Meine Eltern waren Bäcker und Hausfrauenkunden am Sonntag gehörten lange Zeit zum Geschäft. Dann errangen sie Freiraum, sogar den Samstagnachmittag. Welche Freude über freie Zeit für Familie, Freunde und Erholung.

Bauern haben schon immer sonntags ihr Korn eingebracht, Kellner ihre Gäste bedient. Stimmt. Man kann auf Jesus verweisen, der sagte, man dürfe eine Kuh nicht ertrinken lassen, bloß weil Sabbat ist. Damit hat er nichts weiter getan, als auf Ausnahmen hinzuweisen. Wer eine Kuh um eines abstrakten Prinzips willen opfert, heiligt nicht das Prinzip. Früher waren sich die Bauern der Ausnahme bewusst und gingen im Winter umso öfter in die Kirche.

Wirtschaftsfunktionäre, Unternehmensbosse und Börsenkaiser wollen die Ausnahme zur Regel machen.

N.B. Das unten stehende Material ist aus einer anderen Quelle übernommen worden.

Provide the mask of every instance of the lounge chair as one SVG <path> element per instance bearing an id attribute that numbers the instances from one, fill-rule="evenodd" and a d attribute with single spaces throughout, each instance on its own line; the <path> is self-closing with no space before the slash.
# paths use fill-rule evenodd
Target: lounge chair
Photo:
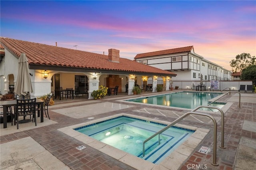
<path id="1" fill-rule="evenodd" d="M 240 85 L 240 89 L 238 90 L 238 91 L 240 92 L 240 90 L 244 91 L 245 93 L 245 85 Z"/>
<path id="2" fill-rule="evenodd" d="M 247 93 L 247 91 L 252 91 L 252 93 L 253 93 L 252 85 L 246 85 L 246 93 Z"/>

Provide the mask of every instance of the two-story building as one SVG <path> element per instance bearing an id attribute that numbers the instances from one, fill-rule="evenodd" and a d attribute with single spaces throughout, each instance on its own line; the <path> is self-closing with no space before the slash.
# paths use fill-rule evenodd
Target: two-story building
<path id="1" fill-rule="evenodd" d="M 134 59 L 175 73 L 173 80 L 198 79 L 201 74 L 204 80 L 231 79 L 231 71 L 196 53 L 193 46 L 138 54 Z"/>

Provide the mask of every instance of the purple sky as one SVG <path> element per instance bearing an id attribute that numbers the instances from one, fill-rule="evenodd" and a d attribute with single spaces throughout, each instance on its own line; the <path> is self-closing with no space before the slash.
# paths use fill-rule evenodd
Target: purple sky
<path id="1" fill-rule="evenodd" d="M 4 1 L 0 35 L 105 54 L 194 45 L 230 69 L 238 54 L 256 55 L 256 1 Z M 75 45 L 77 45 L 76 47 Z"/>

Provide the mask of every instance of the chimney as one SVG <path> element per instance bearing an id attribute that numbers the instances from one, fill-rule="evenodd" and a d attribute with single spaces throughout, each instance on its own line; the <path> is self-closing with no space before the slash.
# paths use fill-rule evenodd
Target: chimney
<path id="1" fill-rule="evenodd" d="M 112 48 L 108 49 L 108 60 L 115 63 L 119 63 L 119 50 Z"/>

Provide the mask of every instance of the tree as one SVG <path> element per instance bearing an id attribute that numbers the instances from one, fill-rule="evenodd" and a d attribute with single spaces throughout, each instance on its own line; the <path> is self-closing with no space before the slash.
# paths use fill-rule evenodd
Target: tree
<path id="1" fill-rule="evenodd" d="M 240 79 L 242 80 L 252 80 L 254 84 L 256 84 L 256 65 L 248 66 L 243 69 Z"/>
<path id="2" fill-rule="evenodd" d="M 256 63 L 255 56 L 251 56 L 250 54 L 242 53 L 236 56 L 236 59 L 233 59 L 229 62 L 232 67 L 232 71 L 236 73 L 237 71 L 242 71 L 249 65 Z"/>

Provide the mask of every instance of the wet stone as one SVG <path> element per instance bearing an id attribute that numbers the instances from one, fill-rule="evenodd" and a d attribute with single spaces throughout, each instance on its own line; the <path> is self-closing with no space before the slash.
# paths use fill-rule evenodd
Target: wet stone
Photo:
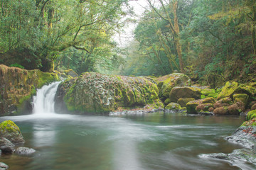
<path id="1" fill-rule="evenodd" d="M 36 150 L 32 148 L 28 147 L 18 147 L 17 148 L 14 153 L 19 155 L 29 155 L 36 152 Z"/>

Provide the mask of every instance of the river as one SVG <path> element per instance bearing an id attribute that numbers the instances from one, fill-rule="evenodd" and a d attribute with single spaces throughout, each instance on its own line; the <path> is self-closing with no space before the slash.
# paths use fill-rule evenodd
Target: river
<path id="1" fill-rule="evenodd" d="M 88 116 L 52 114 L 2 117 L 14 121 L 37 152 L 4 156 L 11 170 L 240 169 L 201 154 L 230 153 L 240 147 L 223 139 L 240 125 L 238 117 L 183 113 Z"/>
<path id="2" fill-rule="evenodd" d="M 33 114 L 1 117 L 21 129 L 31 156 L 1 155 L 10 170 L 256 169 L 253 164 L 200 155 L 241 146 L 224 137 L 245 118 L 151 113 L 96 116 L 54 113 L 59 82 L 38 90 Z"/>

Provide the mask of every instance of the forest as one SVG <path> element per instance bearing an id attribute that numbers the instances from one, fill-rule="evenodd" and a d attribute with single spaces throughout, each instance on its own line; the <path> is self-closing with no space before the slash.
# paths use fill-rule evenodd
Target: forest
<path id="1" fill-rule="evenodd" d="M 256 169 L 256 1 L 0 0 L 0 170 Z"/>
<path id="2" fill-rule="evenodd" d="M 255 1 L 146 1 L 134 21 L 128 0 L 1 0 L 0 63 L 79 74 L 182 72 L 214 87 L 253 79 Z M 120 47 L 113 36 L 131 23 L 134 38 Z"/>

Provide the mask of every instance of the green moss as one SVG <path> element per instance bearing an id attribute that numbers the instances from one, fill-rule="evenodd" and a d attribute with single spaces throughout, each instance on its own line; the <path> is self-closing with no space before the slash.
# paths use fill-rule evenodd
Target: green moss
<path id="1" fill-rule="evenodd" d="M 233 81 L 230 83 L 230 81 L 228 81 L 221 92 L 218 94 L 218 99 L 230 97 L 238 86 L 239 84 L 238 82 Z"/>
<path id="2" fill-rule="evenodd" d="M 210 94 L 206 97 L 207 98 L 212 97 L 212 98 L 217 98 L 218 95 L 218 94 Z"/>
<path id="3" fill-rule="evenodd" d="M 247 106 L 248 103 L 249 96 L 246 94 L 235 94 L 233 95 L 234 103 L 240 101 Z"/>
<path id="4" fill-rule="evenodd" d="M 18 133 L 21 133 L 21 130 L 11 120 L 6 120 L 0 123 L 0 132 L 18 132 Z"/>
<path id="5" fill-rule="evenodd" d="M 256 110 L 251 110 L 248 112 L 246 116 L 246 120 L 250 120 L 253 118 L 256 118 Z"/>
<path id="6" fill-rule="evenodd" d="M 201 91 L 201 94 L 206 96 L 210 94 L 215 94 L 215 93 L 216 93 L 215 90 L 212 89 L 205 89 Z"/>
<path id="7" fill-rule="evenodd" d="M 169 110 L 181 110 L 181 107 L 176 103 L 170 103 L 166 107 L 165 109 Z"/>
<path id="8" fill-rule="evenodd" d="M 204 95 L 203 95 L 203 94 L 201 96 L 201 99 L 203 99 L 203 98 L 206 98 L 206 96 L 204 96 Z"/>

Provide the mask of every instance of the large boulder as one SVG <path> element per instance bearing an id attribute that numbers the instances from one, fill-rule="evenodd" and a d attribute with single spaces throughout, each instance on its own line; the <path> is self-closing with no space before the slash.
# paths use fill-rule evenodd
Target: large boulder
<path id="1" fill-rule="evenodd" d="M 164 108 L 178 111 L 179 110 L 181 110 L 182 108 L 179 104 L 176 103 L 170 103 Z"/>
<path id="2" fill-rule="evenodd" d="M 239 84 L 238 82 L 233 81 L 230 82 L 228 81 L 225 84 L 220 93 L 218 96 L 218 100 L 220 100 L 226 97 L 231 97 L 232 94 L 233 94 L 235 89 L 239 86 Z"/>
<path id="3" fill-rule="evenodd" d="M 155 79 L 159 89 L 159 97 L 162 101 L 169 98 L 171 89 L 175 86 L 189 86 L 191 81 L 181 73 L 174 73 Z"/>
<path id="4" fill-rule="evenodd" d="M 186 107 L 186 103 L 188 103 L 189 101 L 195 101 L 195 98 L 178 98 L 178 103 L 181 107 Z"/>
<path id="5" fill-rule="evenodd" d="M 174 87 L 170 93 L 169 98 L 171 102 L 176 103 L 181 98 L 201 98 L 201 89 L 196 87 L 189 86 L 176 86 Z"/>
<path id="6" fill-rule="evenodd" d="M 28 113 L 31 110 L 31 96 L 36 89 L 59 80 L 54 73 L 38 69 L 26 70 L 0 64 L 0 115 Z"/>
<path id="7" fill-rule="evenodd" d="M 6 120 L 0 123 L 0 137 L 6 138 L 14 144 L 25 142 L 20 129 L 11 120 Z"/>
<path id="8" fill-rule="evenodd" d="M 189 101 L 186 105 L 188 113 L 201 113 L 212 112 L 215 99 L 213 98 L 206 98 L 196 101 Z"/>
<path id="9" fill-rule="evenodd" d="M 86 72 L 60 84 L 55 108 L 66 106 L 71 112 L 108 113 L 144 108 L 162 108 L 156 84 L 143 77 L 114 76 Z"/>
<path id="10" fill-rule="evenodd" d="M 9 169 L 9 166 L 3 162 L 0 162 L 0 170 L 6 170 Z"/>
<path id="11" fill-rule="evenodd" d="M 0 137 L 0 150 L 4 154 L 11 154 L 15 145 L 5 137 Z"/>
<path id="12" fill-rule="evenodd" d="M 246 120 L 250 120 L 256 118 L 256 110 L 251 110 L 247 113 Z"/>
<path id="13" fill-rule="evenodd" d="M 228 81 L 221 92 L 218 96 L 218 99 L 230 97 L 233 98 L 234 94 L 245 94 L 248 95 L 249 98 L 253 98 L 255 96 L 256 89 L 254 84 L 239 84 L 238 82 Z"/>
<path id="14" fill-rule="evenodd" d="M 18 147 L 14 153 L 19 155 L 30 155 L 36 152 L 36 150 L 28 147 Z"/>
<path id="15" fill-rule="evenodd" d="M 249 96 L 247 94 L 235 94 L 233 95 L 234 103 L 240 102 L 245 108 L 247 106 L 249 101 Z"/>

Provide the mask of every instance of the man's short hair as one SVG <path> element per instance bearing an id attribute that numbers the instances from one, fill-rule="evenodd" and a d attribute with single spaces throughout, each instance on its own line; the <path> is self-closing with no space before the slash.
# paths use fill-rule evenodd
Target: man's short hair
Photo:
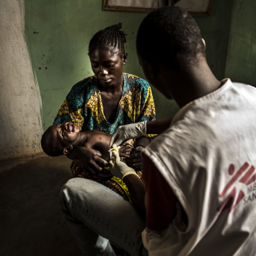
<path id="1" fill-rule="evenodd" d="M 182 69 L 205 58 L 198 25 L 185 9 L 176 6 L 159 8 L 146 17 L 138 31 L 136 46 L 144 60 L 172 69 Z"/>

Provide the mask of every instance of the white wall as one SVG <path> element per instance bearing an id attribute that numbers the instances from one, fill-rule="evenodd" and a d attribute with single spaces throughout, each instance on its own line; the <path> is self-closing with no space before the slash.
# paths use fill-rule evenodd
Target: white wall
<path id="1" fill-rule="evenodd" d="M 41 97 L 25 41 L 22 0 L 0 0 L 0 160 L 41 151 Z"/>

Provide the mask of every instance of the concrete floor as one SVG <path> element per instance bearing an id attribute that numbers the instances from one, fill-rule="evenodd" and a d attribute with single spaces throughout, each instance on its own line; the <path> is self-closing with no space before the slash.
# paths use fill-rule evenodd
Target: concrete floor
<path id="1" fill-rule="evenodd" d="M 81 255 L 58 206 L 65 156 L 0 162 L 0 256 Z"/>

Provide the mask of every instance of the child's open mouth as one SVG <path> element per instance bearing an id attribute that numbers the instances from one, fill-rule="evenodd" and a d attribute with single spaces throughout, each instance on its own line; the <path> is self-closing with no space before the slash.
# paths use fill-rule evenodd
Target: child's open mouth
<path id="1" fill-rule="evenodd" d="M 75 128 L 74 128 L 74 124 L 73 124 L 73 123 L 69 124 L 69 131 L 71 133 L 73 133 L 74 130 L 75 130 Z"/>

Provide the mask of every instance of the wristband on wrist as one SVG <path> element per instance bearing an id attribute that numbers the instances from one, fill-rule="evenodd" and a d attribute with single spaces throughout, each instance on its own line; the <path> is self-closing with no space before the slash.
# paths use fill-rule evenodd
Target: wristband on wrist
<path id="1" fill-rule="evenodd" d="M 123 177 L 122 177 L 122 181 L 123 181 L 123 178 L 124 178 L 125 176 L 129 175 L 137 175 L 137 174 L 135 172 L 135 171 L 134 171 L 134 172 L 126 172 L 126 173 L 123 176 Z M 138 175 L 137 175 L 137 176 L 138 176 Z"/>

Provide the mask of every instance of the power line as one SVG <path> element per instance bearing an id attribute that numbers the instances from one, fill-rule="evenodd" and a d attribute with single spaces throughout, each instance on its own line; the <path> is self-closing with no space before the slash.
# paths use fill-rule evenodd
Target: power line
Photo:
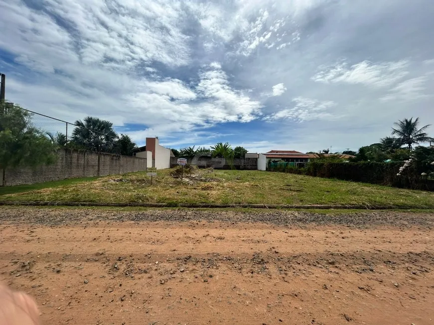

Schließlich gibt es Produktionsmethoden - Unterbrechungen bringen Verluste. Wenn wir nicht produzieren, sind wir die Dummen. Andere Länder handeln klüger, ihr Sonntagsbraten ist gesichert – wenn auch in der Firmenkantine. Niemand stellt sich die Frage, weshalb wir überhaupt Produktionsmethoden entwickeln, die nur durch Wertezerstörung realisierbar sind. Wir leben in einer Gesellschaft, in der nur noch zählt, was sich rechnet. Zahlen, Bilanzen, Wirtschaftsargumente beherrschen unsere Computer-Verstandes-Speicher. Werte sind so veraltet wie ratternde Rechenmaschinen. Verstaubt und antiquiert.

Der Philosoph Spaemann zitierte einmal Dürrenmatts „Besuch der alten Dame" als über den Sonntag diskutiert wurde und was es die Wirtschaft koste, sonntags die Maschinen abzuschalten. Die ökonomische Denkweise gibt den Sonntag zum Abschuss frei. Sonntag steht aber als Chiffre für vieles, was unsere Kultur ausmacht: Humanes, Recht, Soziales – und all das, wodurch Alte, Kranke, Behinderte, Familien mit Kindern oder Alleinerziehende geschützt werden. Wer den Sonntag umbringt, begeht Selbstmord auf Raten.